Und was ist die Botschaft des Ostermorgens in Bezug auf diejenigen, für die sich an ihm nichts geändert hat? – Wer sich mit dem Kreuzzeichen bezeichnet, glaubt, dass es keinen Ort mehr gibt, den der Herr nicht erleuchten kann. Er weiß aber auch, dass der gekreuzigte und auferstandene Herr ihn gebrauchen möchte,um dieses Licht zu den Menschen zu tragen. Jeder Mensch ist in dieser Welt so etwas wie eine Öffnung, durch die der Herr seine unbedingte Liebe Gestalt werden lassen möchte.

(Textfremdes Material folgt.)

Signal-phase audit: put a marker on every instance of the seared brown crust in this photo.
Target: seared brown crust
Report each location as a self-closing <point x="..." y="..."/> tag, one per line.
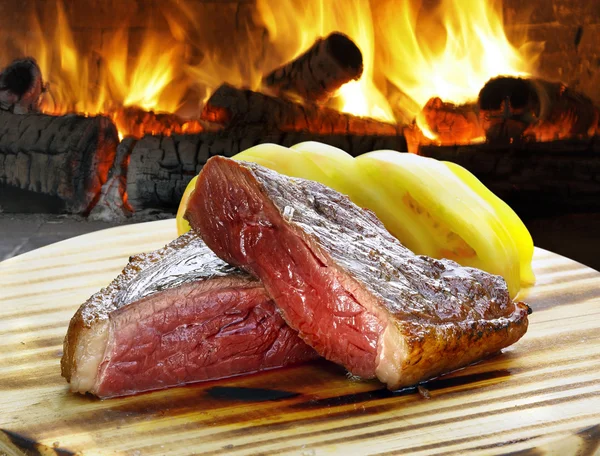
<point x="437" y="315"/>
<point x="434" y="350"/>
<point x="184" y="259"/>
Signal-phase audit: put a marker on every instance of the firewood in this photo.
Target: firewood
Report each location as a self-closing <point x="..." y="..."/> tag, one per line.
<point x="316" y="74"/>
<point x="451" y="123"/>
<point x="232" y="107"/>
<point x="137" y="122"/>
<point x="67" y="157"/>
<point x="21" y="86"/>
<point x="161" y="166"/>
<point x="517" y="108"/>
<point x="533" y="177"/>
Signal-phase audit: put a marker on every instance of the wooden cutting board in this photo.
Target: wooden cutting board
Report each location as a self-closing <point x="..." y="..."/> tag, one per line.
<point x="542" y="393"/>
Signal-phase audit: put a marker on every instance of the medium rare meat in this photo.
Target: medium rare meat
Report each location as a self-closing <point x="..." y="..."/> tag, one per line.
<point x="351" y="290"/>
<point x="175" y="316"/>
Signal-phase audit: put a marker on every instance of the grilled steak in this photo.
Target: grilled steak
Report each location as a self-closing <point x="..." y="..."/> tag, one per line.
<point x="351" y="290"/>
<point x="174" y="316"/>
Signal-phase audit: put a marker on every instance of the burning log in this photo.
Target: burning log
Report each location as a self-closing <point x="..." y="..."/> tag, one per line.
<point x="161" y="166"/>
<point x="450" y="123"/>
<point x="534" y="178"/>
<point x="316" y="75"/>
<point x="233" y="107"/>
<point x="67" y="157"/>
<point x="137" y="122"/>
<point x="21" y="86"/>
<point x="513" y="108"/>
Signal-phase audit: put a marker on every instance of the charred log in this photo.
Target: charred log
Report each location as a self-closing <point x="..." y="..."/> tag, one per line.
<point x="451" y="123"/>
<point x="233" y="107"/>
<point x="534" y="178"/>
<point x="21" y="86"/>
<point x="161" y="166"/>
<point x="515" y="108"/>
<point x="316" y="75"/>
<point x="63" y="156"/>
<point x="137" y="122"/>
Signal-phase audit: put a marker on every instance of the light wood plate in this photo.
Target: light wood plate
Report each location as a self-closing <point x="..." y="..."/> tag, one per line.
<point x="542" y="393"/>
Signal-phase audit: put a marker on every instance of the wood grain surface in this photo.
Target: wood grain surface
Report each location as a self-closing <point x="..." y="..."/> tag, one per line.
<point x="540" y="396"/>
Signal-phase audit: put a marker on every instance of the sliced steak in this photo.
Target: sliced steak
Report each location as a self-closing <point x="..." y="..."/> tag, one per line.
<point x="351" y="290"/>
<point x="175" y="316"/>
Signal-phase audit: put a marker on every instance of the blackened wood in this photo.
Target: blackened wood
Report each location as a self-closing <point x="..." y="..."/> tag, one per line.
<point x="514" y="108"/>
<point x="21" y="86"/>
<point x="451" y="123"/>
<point x="161" y="166"/>
<point x="316" y="74"/>
<point x="64" y="156"/>
<point x="231" y="107"/>
<point x="534" y="178"/>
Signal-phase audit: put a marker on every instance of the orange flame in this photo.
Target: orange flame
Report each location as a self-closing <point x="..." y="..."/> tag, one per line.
<point x="451" y="53"/>
<point x="410" y="55"/>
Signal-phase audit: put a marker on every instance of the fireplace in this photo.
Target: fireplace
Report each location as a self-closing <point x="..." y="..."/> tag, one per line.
<point x="125" y="100"/>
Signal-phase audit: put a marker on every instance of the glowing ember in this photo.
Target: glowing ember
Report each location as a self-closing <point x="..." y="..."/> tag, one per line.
<point x="410" y="56"/>
<point x="451" y="53"/>
<point x="293" y="26"/>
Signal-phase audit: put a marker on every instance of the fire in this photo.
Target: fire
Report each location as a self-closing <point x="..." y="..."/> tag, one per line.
<point x="411" y="54"/>
<point x="108" y="81"/>
<point x="293" y="26"/>
<point x="450" y="52"/>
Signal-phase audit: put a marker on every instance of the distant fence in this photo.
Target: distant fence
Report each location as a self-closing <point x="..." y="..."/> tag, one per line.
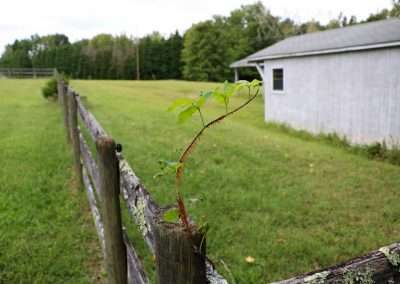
<point x="180" y="258"/>
<point x="27" y="72"/>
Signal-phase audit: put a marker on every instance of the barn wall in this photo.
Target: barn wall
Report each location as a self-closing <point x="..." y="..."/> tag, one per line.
<point x="353" y="94"/>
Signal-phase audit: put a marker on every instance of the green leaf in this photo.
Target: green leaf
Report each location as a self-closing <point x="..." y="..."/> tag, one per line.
<point x="219" y="96"/>
<point x="186" y="114"/>
<point x="180" y="103"/>
<point x="204" y="96"/>
<point x="171" y="215"/>
<point x="229" y="90"/>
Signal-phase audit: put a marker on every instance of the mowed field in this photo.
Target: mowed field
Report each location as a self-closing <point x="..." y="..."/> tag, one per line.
<point x="291" y="204"/>
<point x="46" y="230"/>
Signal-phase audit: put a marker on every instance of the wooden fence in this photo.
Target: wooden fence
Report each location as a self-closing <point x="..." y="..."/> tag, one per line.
<point x="27" y="72"/>
<point x="109" y="179"/>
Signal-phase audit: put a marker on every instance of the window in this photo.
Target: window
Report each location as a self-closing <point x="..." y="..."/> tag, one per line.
<point x="277" y="79"/>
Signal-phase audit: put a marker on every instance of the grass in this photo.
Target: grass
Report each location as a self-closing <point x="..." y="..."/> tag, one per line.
<point x="46" y="230"/>
<point x="293" y="204"/>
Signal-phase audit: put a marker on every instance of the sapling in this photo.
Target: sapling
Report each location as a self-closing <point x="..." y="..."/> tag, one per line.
<point x="185" y="109"/>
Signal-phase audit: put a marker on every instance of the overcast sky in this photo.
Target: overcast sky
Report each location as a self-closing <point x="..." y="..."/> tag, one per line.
<point x="85" y="18"/>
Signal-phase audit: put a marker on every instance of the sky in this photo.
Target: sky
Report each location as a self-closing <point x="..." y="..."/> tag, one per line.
<point x="85" y="18"/>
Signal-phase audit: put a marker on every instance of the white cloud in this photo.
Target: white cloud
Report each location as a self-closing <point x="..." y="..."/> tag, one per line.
<point x="85" y="18"/>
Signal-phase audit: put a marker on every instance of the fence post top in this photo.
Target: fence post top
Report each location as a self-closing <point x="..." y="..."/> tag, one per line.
<point x="105" y="141"/>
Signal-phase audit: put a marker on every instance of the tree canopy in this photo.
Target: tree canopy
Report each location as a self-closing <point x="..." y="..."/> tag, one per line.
<point x="203" y="53"/>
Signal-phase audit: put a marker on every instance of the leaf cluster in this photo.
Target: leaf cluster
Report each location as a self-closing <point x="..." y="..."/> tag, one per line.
<point x="186" y="107"/>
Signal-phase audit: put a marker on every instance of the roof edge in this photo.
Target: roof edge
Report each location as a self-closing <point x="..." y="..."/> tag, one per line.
<point x="327" y="51"/>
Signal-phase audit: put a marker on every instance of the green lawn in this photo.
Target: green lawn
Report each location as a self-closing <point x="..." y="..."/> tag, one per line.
<point x="46" y="230"/>
<point x="293" y="205"/>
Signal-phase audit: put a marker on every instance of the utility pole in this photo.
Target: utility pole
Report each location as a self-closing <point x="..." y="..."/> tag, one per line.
<point x="137" y="60"/>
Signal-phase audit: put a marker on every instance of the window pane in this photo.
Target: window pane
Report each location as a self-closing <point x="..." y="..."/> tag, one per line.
<point x="277" y="82"/>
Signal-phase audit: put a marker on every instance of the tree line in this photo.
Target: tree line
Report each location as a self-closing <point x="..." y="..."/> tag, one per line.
<point x="203" y="52"/>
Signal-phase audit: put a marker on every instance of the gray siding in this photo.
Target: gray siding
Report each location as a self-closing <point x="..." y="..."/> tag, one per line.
<point x="356" y="95"/>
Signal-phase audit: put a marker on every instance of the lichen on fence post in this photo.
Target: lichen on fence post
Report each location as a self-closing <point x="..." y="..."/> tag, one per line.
<point x="66" y="112"/>
<point x="180" y="255"/>
<point x="74" y="134"/>
<point x="109" y="180"/>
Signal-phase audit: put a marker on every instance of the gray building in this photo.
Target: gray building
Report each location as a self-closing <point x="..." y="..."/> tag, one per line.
<point x="344" y="81"/>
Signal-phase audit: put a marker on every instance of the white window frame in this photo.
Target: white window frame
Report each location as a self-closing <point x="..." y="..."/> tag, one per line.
<point x="283" y="79"/>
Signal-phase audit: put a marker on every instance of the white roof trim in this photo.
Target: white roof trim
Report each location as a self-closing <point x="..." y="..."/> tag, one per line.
<point x="327" y="51"/>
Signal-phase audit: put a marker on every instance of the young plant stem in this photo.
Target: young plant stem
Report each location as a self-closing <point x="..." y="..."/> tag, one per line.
<point x="188" y="150"/>
<point x="201" y="117"/>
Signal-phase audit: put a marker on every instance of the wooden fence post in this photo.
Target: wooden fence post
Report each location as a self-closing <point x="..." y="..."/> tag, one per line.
<point x="60" y="90"/>
<point x="115" y="251"/>
<point x="180" y="256"/>
<point x="74" y="134"/>
<point x="66" y="113"/>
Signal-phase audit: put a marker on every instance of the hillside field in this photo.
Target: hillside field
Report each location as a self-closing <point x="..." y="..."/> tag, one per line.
<point x="294" y="205"/>
<point x="46" y="230"/>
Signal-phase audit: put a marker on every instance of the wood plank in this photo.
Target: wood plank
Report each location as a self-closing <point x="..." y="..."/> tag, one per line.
<point x="375" y="266"/>
<point x="90" y="121"/>
<point x="90" y="164"/>
<point x="116" y="259"/>
<point x="94" y="208"/>
<point x="143" y="209"/>
<point x="74" y="134"/>
<point x="141" y="206"/>
<point x="136" y="273"/>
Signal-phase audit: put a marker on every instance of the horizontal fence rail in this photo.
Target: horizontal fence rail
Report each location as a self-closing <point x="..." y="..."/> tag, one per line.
<point x="27" y="72"/>
<point x="143" y="210"/>
<point x="381" y="266"/>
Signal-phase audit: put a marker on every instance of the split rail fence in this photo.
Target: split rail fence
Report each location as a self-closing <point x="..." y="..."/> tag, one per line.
<point x="179" y="258"/>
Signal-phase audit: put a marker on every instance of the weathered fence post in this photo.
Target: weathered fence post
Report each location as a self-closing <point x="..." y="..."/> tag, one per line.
<point x="115" y="251"/>
<point x="180" y="256"/>
<point x="60" y="90"/>
<point x="66" y="112"/>
<point x="74" y="134"/>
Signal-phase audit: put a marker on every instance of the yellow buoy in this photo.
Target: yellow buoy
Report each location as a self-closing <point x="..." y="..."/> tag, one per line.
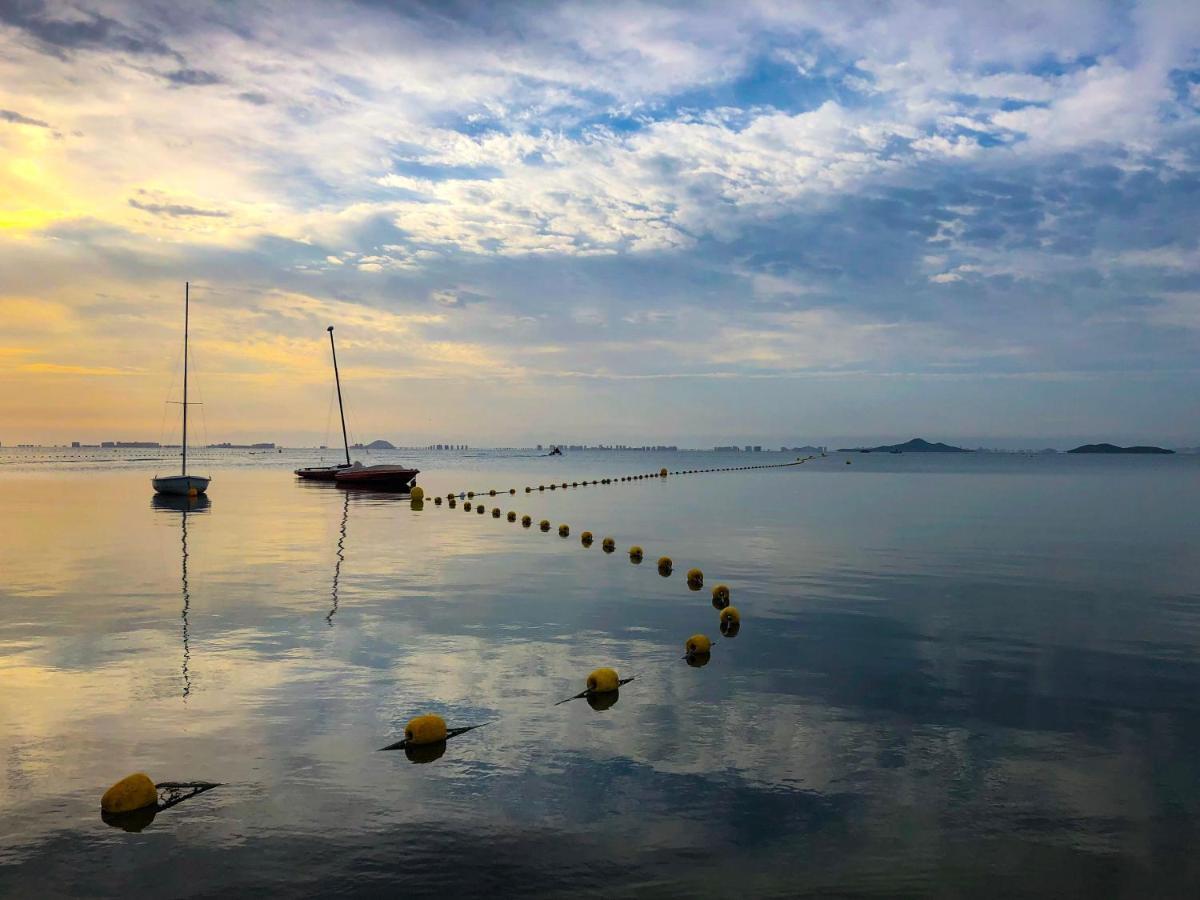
<point x="604" y="681"/>
<point x="697" y="643"/>
<point x="425" y="730"/>
<point x="136" y="791"/>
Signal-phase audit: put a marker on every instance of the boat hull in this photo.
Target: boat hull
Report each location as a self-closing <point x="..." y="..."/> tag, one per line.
<point x="382" y="478"/>
<point x="181" y="485"/>
<point x="321" y="473"/>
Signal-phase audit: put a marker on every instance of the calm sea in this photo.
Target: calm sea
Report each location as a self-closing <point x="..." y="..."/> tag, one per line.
<point x="969" y="675"/>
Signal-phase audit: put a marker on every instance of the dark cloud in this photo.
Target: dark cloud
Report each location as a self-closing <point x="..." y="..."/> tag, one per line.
<point x="9" y="115"/>
<point x="90" y="31"/>
<point x="177" y="210"/>
<point x="192" y="77"/>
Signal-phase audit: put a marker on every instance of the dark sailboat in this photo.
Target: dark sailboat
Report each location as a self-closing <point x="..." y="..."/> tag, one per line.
<point x="355" y="474"/>
<point x="183" y="485"/>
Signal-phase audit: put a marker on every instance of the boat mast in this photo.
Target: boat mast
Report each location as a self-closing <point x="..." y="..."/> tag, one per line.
<point x="186" y="288"/>
<point x="337" y="381"/>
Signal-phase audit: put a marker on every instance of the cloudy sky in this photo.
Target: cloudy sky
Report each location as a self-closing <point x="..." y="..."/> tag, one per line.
<point x="755" y="221"/>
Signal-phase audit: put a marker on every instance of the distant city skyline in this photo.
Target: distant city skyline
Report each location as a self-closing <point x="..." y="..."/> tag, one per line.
<point x="694" y="225"/>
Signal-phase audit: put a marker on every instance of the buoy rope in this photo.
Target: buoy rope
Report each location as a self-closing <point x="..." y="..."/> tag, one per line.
<point x="730" y="625"/>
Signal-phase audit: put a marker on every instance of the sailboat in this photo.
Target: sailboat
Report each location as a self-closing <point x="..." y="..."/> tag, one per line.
<point x="355" y="474"/>
<point x="183" y="484"/>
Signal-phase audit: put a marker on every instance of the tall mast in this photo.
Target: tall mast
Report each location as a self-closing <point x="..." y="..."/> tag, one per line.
<point x="337" y="381"/>
<point x="186" y="288"/>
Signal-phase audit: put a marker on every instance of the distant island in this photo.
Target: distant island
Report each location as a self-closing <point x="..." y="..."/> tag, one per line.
<point x="1115" y="449"/>
<point x="917" y="445"/>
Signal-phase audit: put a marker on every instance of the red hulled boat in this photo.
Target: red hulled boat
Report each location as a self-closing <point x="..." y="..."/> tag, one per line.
<point x="355" y="474"/>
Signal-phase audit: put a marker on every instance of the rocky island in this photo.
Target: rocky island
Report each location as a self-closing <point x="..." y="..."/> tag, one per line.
<point x="917" y="445"/>
<point x="1115" y="449"/>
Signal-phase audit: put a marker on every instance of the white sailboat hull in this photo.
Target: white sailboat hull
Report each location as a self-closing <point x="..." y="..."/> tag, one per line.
<point x="181" y="485"/>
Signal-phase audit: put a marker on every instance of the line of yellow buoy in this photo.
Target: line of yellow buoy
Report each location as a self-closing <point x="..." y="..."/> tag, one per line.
<point x="136" y="793"/>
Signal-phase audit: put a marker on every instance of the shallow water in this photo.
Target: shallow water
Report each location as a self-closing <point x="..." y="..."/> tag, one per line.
<point x="955" y="675"/>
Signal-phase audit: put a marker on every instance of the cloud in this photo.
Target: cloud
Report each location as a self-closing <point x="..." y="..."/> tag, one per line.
<point x="637" y="191"/>
<point x="193" y="77"/>
<point x="175" y="209"/>
<point x="78" y="30"/>
<point x="9" y="115"/>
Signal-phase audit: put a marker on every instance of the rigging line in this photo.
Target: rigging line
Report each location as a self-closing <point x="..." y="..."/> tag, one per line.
<point x="204" y="419"/>
<point x="329" y="419"/>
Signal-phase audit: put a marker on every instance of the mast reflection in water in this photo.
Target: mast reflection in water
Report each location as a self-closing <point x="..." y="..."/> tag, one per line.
<point x="183" y="505"/>
<point x="341" y="558"/>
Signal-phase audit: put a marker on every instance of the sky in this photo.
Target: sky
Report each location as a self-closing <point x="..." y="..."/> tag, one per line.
<point x="695" y="223"/>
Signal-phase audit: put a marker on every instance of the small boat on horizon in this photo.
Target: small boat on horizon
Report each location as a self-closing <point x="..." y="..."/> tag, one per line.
<point x="183" y="485"/>
<point x="355" y="474"/>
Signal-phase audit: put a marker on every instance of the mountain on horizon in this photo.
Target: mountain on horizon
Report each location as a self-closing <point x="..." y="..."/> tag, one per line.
<point x="1115" y="449"/>
<point x="917" y="445"/>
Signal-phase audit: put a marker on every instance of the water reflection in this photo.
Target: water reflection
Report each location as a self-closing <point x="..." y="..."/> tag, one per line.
<point x="341" y="557"/>
<point x="603" y="701"/>
<point x="184" y="507"/>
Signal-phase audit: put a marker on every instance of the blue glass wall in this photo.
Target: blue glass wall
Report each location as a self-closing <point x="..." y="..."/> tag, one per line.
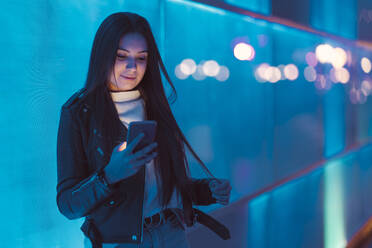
<point x="253" y="133"/>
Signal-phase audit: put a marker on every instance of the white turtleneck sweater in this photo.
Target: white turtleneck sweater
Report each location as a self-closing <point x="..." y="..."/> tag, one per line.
<point x="131" y="107"/>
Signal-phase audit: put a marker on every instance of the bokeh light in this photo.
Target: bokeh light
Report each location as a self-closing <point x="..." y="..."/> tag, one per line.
<point x="188" y="66"/>
<point x="342" y="75"/>
<point x="211" y="68"/>
<point x="272" y="74"/>
<point x="338" y="58"/>
<point x="260" y="72"/>
<point x="366" y="87"/>
<point x="366" y="64"/>
<point x="324" y="53"/>
<point x="291" y="72"/>
<point x="244" y="51"/>
<point x="179" y="74"/>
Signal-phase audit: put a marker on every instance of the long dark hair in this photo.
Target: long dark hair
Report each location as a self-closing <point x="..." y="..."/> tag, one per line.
<point x="171" y="164"/>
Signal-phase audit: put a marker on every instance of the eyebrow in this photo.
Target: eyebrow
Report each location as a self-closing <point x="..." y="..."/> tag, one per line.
<point x="144" y="51"/>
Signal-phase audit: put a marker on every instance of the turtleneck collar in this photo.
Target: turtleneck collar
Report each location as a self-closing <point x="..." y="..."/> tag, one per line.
<point x="123" y="96"/>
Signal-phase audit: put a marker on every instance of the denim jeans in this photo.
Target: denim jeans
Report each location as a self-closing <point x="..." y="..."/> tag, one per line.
<point x="169" y="233"/>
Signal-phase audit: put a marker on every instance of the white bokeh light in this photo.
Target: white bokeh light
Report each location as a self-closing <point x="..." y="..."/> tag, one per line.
<point x="244" y="51"/>
<point x="291" y="72"/>
<point x="342" y="75"/>
<point x="199" y="74"/>
<point x="366" y="87"/>
<point x="179" y="74"/>
<point x="188" y="66"/>
<point x="272" y="74"/>
<point x="211" y="68"/>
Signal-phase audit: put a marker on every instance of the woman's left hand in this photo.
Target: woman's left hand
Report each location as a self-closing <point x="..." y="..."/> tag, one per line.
<point x="220" y="190"/>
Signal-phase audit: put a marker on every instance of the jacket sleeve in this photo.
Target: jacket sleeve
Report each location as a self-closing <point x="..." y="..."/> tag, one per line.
<point x="77" y="192"/>
<point x="202" y="195"/>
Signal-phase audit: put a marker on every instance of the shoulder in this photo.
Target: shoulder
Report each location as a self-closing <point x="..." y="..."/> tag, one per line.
<point x="75" y="99"/>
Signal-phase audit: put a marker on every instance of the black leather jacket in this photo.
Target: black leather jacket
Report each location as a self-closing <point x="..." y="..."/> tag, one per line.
<point x="113" y="213"/>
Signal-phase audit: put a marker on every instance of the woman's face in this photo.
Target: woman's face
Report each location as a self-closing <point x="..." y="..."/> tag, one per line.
<point x="130" y="63"/>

Im Bild eines großen Theologen gesprochen: Christi Liebe ist wie das Wasser, das in einen völlig ausgetrockneten Boden eindringen und so neues Leben ermöglichen will. Der trockene Boden ist unsere Welt. Und jeder Mensch ist in diesem Boden eine Pore, die sich für das Wasser öffnen oder sich ihm verschließen kann. Je mehr Poren sich öffnen, desto mehr kann das Wasser in diesem Boden wirken, was es immer schon wirken will: Die gekreuzigte Liebe kann jede Sinnlosigkeit unterfassen, verwandeln, verklären, besiegen. Aber sie kann dies nur, wenn sich möglichst viele Poren möglichst weit öffnen.